GCoT-Decoding: Unlocking Deep Reasoning Paths for Universal Question Answering

arXiv cs.CL / 4/9/2026

💬 OpinionIdeas & Deep AnalysisModels & Research

Key Points

  • The paper proposes GCoT-decoding, a general decoding strategy that generates chain-of-thought-style reasoning paths without manually designed prompts.
  • It extends prior CoT-decoding approaches by handling both fixed-answer-set QA and more open/free QA settings, addressing a key applicability limitation.
  • The method uses a two-stage branching process (Fibonacci sampling plus heuristic error backtracking) to generate candidate decoding paths.
  • It computes confidence by splitting candidate paths into reasoning and answer spans, then replaces majority voting with semantic clustering/aggregation to select a consensus answer.
  • Experiments across six datasets show strong performance on fixed QA and significant gains on free QA, supporting the claim of improved generality.

Abstract

Chain-of-Thought reasoning can enhance large language models, but it requires manually designed prompts to guide the model. Recently proposed CoT-decoding enables the model to generate CoT-style reasoning paths without prompts, but it is only applicable to problems with fixed answer sets. To address this limitation, we propose a general decoding strategy GCoT-decoding that extends applicability to a broader range of question-answering tasks. GCoT-decoding employs a two-stage branching method combining Fibonacci sampling and heuristic error backtracking to generate candidate decoding paths.
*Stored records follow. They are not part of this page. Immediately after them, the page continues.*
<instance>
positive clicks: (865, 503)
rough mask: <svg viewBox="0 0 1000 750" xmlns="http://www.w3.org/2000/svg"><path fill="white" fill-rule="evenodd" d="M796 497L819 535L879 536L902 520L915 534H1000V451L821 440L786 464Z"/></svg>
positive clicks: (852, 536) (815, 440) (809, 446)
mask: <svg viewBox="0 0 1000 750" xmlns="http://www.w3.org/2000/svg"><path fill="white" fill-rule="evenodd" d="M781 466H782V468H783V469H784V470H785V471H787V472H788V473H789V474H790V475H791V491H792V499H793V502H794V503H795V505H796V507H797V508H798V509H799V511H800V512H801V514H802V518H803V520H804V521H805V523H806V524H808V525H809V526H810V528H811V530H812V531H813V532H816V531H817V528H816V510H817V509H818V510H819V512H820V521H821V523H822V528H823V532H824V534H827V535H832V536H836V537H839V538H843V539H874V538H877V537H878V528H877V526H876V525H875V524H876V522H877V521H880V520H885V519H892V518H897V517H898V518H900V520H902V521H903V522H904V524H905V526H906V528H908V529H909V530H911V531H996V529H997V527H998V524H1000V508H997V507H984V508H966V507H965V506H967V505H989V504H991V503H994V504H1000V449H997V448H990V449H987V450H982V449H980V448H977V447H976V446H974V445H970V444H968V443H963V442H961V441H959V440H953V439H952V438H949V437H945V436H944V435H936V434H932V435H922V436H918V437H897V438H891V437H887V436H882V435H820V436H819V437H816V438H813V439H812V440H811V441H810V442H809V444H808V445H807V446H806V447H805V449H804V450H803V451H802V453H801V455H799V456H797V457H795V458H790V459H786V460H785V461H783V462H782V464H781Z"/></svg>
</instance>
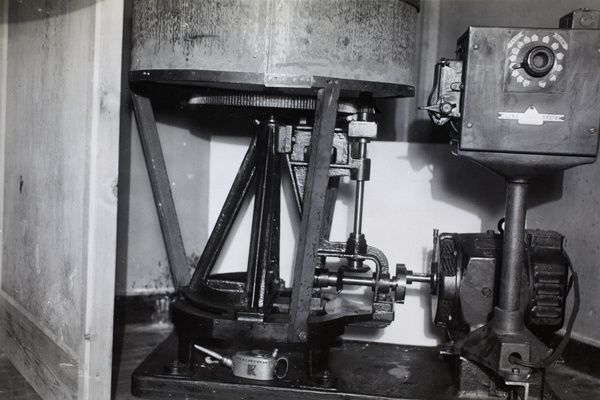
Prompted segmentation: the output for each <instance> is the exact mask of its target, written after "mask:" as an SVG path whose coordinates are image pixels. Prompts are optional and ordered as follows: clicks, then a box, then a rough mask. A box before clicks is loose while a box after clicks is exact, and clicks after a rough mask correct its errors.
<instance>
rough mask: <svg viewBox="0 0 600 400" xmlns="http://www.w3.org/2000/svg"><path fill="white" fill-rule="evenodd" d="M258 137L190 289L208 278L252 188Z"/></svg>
mask: <svg viewBox="0 0 600 400" xmlns="http://www.w3.org/2000/svg"><path fill="white" fill-rule="evenodd" d="M256 152H257V150H256V139H253V140H252V142H251V143H250V146H249V147H248V151H247V152H246V155H245V156H244V159H243V160H242V163H241V165H240V168H239V170H238V173H237V175H236V177H235V179H234V181H233V184H232V186H231V189H230V190H229V193H228V194H227V198H226V199H225V203H224V204H223V208H222V209H221V212H220V213H219V217H218V218H217V222H216V223H215V226H214V228H213V231H212V233H211V235H210V237H209V239H208V242H207V243H206V246H205V248H204V251H203V252H202V256H201V257H200V260H199V261H198V265H197V267H196V270H195V271H194V274H193V275H192V278H191V280H190V284H189V289H191V290H198V289H199V288H200V285H201V283H202V282H204V281H205V280H206V278H207V277H208V275H209V274H210V272H211V271H212V269H213V267H214V265H215V263H216V261H217V258H218V257H219V254H220V253H221V250H222V249H223V245H224V244H225V239H226V238H227V235H228V233H229V232H230V231H231V227H232V226H233V222H234V221H235V219H236V217H237V215H238V213H239V211H240V207H241V206H242V203H243V201H244V199H245V197H246V195H247V193H248V191H249V190H250V186H251V185H252V182H253V180H254V174H255V171H256V167H257V166H256Z"/></svg>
It then splits each path into a reasoning span and an answer span to accurately compute path confidence, and finally aggregates semantically similar paths to identify a consensus answer, replacing traditional majority voting. We conduct extensive experiments on six datasets covering both fixed and free QA tasks. Our method not only maintains strong performance on fixed QA but also achieves significant improvements on free QA, demonstrating its generality.